TL;DR
To know what done means for the project, we must first understand what quality means for your project. This is another post from the project management series. The post is based on a remarkable book written by Johanna Rothman, Manage It!
So far, we determined project drivers, constraints, floats, and we iterated over the charter. The final step in the project’s start is to assess project quality.
Knowing project quality, we could be sure that the project is successfully done when we fulfill all project quality aspects.
But what is the definition of quality?
Quality is value to someone that matters [Weinberg and Bach].
The project should care about two stakeholders: sponsors and customers. The sponsor is paying the project, and the customer is using the product and is paying to sponsor. Sponsor quality should be driven by customer quality, but those two qualities could be different. Here is why.
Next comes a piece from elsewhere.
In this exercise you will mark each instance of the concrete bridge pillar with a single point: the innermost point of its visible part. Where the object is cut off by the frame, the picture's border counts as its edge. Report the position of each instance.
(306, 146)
If we take a look at Moore’s Chasm in the above picture, we could see that over time, customers of the product are different. The x-axis is time, and the y-axis is the size of the customer base. Every startup product would like to jump over Chasm.
Chasm [noun] – a deep fissure in the earth, rock, or another surface.
Each customer group has a different view of product quality.
The product would be first used by early adopters. They need a product that solves their problem. It is enough to have a small feature set that solves that one problem, but it must solve it well.
After the early adopters, you have visionaries. Each visionary has a different set of feature lists. They need those features as fast as possible, and it is ok that the features are rugged. You can deploy with known defects.
If the product reaches the next step, it means that you jumped over a chasm. Now you have a pragmatist customer base. They do care about defects, and now is an excellent time to pay your defects debt.
Conservatives use the product because they would experience loss otherwise.
Skeptics use the product because they have to (their company made them do that). They just want that product does what is promised. So in this phase, you should “polish” existing features.
Conclusion
From Moore’s Chasm diagram, you can see that the project has different qualities in the various project phases. You, as the project manager, must be ready to organize the project in those phases based on that fact.